By the time Wertheimer took over as an “All Things Considered” co-anchor in 1989, it was no longer controversial to hear women deliver the news of the day.

But on network television, most of the early stints for the women who were the first to anchor daily news programs were short-lived. Barbara Walters lasted two years in the mid-1970s as an “ABC Evening News” co-anchor. Diane Sawyer co-anchored the “CBS Morning News,” from 1981 to 1984 and Katie Couric spent five years, starting in 2006, as the sole “CBS Evening News” anchor.

Curating distinctive voices “rich with the rhythms and accents of their regions” was another explicit way in which “All Things Considered” initially sought to sonically mark its difference from what had come before, according to Stamberg.

A wider range?

NPR’s commitment to many voices included those who brought regional, as well as gender, diversity to the airwaves.

Occasional commentators Baxter Black, a cowboy poet from Texas; Vertamae Grosvenor, a culinary anthropologist born in the Gullah community of North Carolina; and Kim Williams, a naturalist, checked in during the late 1970s and early 1980s, with field reports from their corners of the country. Andrei Codrescu, a Romanian-American artist living in New Orleans, began to bring his thickly accented English and droll humor to NPR in 1983.

Putting these folks on air seemed to address the network’s vision of speaking in many voices and accents. The intent, Mitchell wrote, was explicitly democratic, to be “representative of the nation. That meant white, black, Hispanic, Asian and as many women as men.”

NPR’s growth led to the opening of foreign bureaus, even as print publications hemorrhaged these expensive positions. International coverage further expanded its vocal range.
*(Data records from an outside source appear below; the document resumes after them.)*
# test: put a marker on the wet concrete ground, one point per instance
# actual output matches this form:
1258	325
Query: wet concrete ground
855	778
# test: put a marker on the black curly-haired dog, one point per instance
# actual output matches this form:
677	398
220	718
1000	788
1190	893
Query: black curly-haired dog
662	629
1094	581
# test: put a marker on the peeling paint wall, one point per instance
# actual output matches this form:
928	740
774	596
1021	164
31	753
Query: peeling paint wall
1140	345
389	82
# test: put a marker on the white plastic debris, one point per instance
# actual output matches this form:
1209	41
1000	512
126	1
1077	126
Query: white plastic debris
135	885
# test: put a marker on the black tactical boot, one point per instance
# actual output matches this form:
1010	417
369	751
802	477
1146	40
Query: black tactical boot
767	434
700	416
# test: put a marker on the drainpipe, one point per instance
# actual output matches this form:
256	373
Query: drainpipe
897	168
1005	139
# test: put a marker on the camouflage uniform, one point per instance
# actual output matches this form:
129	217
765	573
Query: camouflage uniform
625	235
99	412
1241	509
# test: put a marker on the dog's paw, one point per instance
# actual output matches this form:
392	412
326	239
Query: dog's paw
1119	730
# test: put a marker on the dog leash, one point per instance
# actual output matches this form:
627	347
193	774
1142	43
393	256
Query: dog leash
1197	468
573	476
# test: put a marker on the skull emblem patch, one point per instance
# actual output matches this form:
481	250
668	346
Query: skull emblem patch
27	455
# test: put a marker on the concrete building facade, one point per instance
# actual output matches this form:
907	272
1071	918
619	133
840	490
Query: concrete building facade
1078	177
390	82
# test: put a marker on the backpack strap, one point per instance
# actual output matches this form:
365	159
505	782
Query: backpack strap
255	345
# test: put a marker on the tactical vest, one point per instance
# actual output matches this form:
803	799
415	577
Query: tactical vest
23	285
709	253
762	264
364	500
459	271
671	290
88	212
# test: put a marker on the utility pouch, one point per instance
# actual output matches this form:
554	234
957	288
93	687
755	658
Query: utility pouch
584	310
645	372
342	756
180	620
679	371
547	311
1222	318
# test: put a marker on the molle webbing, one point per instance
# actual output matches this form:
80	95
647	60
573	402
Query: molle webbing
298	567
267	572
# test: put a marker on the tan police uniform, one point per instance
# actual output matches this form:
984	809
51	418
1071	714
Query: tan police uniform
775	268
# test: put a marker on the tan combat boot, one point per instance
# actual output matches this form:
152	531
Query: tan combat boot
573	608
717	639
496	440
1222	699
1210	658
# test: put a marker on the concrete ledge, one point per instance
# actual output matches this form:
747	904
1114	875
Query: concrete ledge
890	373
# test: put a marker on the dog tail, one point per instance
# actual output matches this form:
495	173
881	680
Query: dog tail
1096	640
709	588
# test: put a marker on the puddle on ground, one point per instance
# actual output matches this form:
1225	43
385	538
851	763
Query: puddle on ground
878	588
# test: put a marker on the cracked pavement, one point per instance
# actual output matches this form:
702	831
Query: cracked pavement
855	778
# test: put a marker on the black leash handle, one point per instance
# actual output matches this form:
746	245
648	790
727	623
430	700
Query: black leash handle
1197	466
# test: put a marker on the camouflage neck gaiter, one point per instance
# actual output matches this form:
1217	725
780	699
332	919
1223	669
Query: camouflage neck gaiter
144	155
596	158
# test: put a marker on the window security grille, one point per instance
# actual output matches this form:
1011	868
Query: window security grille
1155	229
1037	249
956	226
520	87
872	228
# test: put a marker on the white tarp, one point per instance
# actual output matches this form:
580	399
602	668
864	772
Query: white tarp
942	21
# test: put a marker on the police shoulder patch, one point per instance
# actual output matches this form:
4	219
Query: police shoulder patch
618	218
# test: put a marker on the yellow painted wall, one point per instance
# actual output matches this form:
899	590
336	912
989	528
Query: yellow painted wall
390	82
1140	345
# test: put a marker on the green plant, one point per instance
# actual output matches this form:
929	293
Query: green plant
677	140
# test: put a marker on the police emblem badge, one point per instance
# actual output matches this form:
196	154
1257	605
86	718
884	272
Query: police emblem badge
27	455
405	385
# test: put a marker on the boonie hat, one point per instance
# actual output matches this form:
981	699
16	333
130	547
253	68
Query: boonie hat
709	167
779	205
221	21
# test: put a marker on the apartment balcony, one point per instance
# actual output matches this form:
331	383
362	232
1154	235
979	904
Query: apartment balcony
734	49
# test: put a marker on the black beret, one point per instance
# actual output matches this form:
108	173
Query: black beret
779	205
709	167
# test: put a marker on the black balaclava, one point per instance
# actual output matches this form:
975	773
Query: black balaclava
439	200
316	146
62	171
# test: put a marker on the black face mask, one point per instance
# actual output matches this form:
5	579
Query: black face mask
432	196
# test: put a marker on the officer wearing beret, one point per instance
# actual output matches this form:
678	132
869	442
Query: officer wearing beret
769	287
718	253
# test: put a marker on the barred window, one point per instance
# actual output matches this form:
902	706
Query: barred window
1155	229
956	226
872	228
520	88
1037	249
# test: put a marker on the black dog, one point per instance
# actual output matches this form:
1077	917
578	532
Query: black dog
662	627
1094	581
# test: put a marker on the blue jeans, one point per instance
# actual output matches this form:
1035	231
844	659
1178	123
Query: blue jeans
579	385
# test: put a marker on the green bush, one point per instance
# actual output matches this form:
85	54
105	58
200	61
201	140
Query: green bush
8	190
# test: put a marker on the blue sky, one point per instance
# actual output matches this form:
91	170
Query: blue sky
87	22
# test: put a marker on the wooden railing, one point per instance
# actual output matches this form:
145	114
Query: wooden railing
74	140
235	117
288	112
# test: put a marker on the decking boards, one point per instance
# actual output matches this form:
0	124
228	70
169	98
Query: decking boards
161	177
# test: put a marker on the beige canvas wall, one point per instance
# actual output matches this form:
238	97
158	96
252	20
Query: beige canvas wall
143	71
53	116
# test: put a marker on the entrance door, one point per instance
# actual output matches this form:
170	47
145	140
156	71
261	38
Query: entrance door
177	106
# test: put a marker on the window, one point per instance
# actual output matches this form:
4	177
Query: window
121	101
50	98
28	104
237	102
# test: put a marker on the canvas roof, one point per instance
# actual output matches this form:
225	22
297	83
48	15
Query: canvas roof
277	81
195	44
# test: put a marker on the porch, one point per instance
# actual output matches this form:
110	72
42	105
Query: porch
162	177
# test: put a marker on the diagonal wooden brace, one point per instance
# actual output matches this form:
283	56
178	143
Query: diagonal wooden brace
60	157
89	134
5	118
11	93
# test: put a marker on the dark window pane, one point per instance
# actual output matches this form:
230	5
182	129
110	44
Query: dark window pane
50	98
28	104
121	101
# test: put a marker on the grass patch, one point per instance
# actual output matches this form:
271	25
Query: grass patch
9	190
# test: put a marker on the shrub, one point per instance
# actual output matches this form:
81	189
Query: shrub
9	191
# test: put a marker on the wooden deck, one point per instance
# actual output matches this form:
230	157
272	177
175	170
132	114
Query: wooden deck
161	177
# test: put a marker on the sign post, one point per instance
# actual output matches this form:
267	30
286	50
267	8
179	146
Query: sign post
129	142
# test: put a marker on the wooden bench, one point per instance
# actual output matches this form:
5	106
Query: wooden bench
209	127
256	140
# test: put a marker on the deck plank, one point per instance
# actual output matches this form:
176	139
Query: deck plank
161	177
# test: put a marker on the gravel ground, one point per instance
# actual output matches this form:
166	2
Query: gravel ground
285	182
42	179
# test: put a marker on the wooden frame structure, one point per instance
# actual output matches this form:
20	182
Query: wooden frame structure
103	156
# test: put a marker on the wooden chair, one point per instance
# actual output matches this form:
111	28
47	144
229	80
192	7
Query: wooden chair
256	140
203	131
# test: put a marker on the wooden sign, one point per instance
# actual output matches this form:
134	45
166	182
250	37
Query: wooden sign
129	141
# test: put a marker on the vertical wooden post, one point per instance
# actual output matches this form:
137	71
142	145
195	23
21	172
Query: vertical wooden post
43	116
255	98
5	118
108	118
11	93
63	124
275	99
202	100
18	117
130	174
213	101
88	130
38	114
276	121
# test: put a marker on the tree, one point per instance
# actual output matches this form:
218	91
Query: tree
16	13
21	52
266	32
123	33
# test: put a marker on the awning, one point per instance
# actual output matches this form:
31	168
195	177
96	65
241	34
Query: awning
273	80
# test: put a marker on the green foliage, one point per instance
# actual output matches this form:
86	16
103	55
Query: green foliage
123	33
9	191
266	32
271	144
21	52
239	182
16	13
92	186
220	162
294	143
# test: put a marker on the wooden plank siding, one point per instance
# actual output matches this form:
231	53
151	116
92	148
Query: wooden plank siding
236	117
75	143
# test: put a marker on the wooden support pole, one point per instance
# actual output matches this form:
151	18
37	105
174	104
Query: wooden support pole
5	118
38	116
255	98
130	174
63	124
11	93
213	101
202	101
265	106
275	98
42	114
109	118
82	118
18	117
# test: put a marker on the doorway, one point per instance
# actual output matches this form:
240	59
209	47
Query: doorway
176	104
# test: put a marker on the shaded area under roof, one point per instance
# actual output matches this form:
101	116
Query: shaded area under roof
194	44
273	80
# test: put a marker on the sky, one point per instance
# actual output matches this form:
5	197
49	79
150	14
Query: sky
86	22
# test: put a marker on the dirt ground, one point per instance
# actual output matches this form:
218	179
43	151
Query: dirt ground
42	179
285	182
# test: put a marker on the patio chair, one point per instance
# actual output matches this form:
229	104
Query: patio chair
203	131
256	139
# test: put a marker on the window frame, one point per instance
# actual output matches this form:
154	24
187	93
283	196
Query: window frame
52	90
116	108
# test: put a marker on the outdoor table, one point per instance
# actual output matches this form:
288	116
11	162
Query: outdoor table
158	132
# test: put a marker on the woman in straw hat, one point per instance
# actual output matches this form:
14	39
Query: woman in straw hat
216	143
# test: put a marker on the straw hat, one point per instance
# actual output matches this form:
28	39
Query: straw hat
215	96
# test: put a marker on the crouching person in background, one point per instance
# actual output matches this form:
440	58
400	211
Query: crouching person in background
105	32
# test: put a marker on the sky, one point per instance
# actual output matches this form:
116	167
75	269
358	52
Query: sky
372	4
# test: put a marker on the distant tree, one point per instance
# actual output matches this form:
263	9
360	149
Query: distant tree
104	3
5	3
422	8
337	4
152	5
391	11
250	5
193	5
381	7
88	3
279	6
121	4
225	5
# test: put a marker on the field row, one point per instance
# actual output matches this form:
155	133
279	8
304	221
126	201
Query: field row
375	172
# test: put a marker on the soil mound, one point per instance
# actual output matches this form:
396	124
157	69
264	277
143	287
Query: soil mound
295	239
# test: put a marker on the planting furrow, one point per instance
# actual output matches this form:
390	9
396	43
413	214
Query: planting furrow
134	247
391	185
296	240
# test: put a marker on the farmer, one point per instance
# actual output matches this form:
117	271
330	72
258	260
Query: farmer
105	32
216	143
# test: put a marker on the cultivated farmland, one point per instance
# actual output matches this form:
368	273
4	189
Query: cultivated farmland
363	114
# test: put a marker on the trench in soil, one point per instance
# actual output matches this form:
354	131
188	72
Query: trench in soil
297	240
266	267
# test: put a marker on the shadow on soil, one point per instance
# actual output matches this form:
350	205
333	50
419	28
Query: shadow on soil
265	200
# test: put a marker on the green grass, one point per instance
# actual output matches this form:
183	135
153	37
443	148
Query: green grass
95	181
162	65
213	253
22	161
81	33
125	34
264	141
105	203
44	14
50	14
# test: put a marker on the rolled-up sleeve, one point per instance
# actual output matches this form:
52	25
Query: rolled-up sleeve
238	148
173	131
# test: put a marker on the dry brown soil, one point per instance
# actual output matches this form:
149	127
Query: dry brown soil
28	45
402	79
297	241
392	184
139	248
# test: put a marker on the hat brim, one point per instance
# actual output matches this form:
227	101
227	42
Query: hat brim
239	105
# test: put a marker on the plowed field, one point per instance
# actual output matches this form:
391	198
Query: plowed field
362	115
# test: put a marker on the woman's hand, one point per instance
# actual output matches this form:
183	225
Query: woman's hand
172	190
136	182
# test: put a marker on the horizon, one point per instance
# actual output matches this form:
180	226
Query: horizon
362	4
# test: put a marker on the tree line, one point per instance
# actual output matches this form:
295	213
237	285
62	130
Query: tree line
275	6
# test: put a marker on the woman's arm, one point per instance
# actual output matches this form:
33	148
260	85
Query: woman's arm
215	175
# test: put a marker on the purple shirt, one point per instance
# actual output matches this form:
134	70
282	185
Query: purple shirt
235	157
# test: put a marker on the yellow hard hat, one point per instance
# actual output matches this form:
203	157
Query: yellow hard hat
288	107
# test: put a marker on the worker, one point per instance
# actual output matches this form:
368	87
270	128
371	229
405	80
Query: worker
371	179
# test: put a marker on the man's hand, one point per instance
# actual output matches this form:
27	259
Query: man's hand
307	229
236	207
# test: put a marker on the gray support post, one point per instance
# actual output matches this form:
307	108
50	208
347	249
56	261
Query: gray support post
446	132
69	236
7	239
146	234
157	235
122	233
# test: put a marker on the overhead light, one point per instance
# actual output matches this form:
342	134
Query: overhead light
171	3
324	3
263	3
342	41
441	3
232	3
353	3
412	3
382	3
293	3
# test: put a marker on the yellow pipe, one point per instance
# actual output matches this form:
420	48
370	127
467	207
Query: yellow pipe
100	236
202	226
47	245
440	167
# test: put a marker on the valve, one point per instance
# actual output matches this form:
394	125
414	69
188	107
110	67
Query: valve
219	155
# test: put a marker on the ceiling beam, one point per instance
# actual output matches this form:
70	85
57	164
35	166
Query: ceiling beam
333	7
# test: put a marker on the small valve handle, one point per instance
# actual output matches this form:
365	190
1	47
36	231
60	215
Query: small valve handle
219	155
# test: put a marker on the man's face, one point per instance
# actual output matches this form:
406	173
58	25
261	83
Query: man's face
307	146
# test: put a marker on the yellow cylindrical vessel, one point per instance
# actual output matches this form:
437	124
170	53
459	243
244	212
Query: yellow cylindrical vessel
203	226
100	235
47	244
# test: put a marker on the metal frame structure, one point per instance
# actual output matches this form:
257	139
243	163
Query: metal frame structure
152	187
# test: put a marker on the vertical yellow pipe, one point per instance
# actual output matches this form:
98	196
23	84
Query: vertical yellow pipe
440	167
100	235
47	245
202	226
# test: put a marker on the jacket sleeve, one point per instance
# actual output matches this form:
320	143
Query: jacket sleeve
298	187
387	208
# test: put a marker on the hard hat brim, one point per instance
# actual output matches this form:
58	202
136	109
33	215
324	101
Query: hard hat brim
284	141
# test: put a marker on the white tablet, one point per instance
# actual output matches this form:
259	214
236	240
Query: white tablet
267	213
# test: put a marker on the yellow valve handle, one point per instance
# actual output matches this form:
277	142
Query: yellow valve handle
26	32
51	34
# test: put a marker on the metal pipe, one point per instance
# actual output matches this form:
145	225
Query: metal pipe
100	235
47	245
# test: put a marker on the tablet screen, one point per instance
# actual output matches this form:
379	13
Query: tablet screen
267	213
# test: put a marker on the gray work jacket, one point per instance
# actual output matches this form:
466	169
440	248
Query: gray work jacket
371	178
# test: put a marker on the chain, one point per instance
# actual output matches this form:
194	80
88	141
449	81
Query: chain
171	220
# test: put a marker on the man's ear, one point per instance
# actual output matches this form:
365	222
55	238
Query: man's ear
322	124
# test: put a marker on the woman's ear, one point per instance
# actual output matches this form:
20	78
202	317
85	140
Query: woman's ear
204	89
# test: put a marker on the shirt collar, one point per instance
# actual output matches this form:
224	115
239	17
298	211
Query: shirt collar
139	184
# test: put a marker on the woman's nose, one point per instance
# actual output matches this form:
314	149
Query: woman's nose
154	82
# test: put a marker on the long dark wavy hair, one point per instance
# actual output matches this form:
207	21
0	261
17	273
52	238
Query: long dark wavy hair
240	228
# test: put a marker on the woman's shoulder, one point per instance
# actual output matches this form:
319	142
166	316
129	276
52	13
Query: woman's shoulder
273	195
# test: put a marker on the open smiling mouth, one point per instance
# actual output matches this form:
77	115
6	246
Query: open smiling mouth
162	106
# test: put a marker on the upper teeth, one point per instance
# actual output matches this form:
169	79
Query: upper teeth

Some of the women now working as the network’s anchors got their start as foreign correspondents. Doualy Xaykaothao spent years reporting from Asia and Lulu Garcia-Navarro covered Latin America and the Middle East for NPR.

Other women with nonconventional news voices, including Eleanor Beardsley in Paris, Sylvia Poggioli in Rome and Ofeabia Quist-Arcton in Dakar, are still overseas. Their signature approach to signing off with their name and locale is a sonic pleasure for many NPR fans.

Even so, by the turn of the century, the network faced complaints about its tight control over pronunciation, cadence and accent, especially for women and people of color.

Critics denounced a sense that the voices of NPR’s female journalists sounded “alike in their sober nasal condescension,” as the writer and actor Sarah Vowell put it – hinting at a class-related critique, along with a gendered one.

NPR’s women, some of these naysayers contend, have low-pitched voices that sound too much like men and that NPR voices in general sound more like each other than everyone else. Writer Scott Sherman calls it the “NPR drone.”

Even Stamberg said in a 2010 interview that one price of NPR’s success was that listeners weren’t “hearing great voices anymore.”

Another round of criticism, this one aimed primarily at young women, identified “vocal fry,” a low creaky way of speaking, as an irritating feature of public radio voices. The critique, which came mostly from men and older folks, suggested that despite what the critics were saying, NPR’s sound was not static but evolving.

NPR’s sonic palette and its range of voices has broadened in recent years, especially through its podcasts and on weekends – when Navarro, who is Latina, and Michel Martin, an African American woman, are two of the network’s main three news anchors.

Sam Sanders, an openly gay African American man, hosts a cultural talk show branded with his own name. Programs like “Alt.Latino” and “Radio Ambulante,” which are either in Spanish or in English punctuated with Spanish words, indicate that the network aims to serve new listeners.

As NPR looks forward to the next 50 years, its decisions over whose voices belong on the air will determine how well it lives up to its founding commitment to sound like America. And it is likely that criticism of how those voices sound will reflect dominant attitudes about who gets to speak.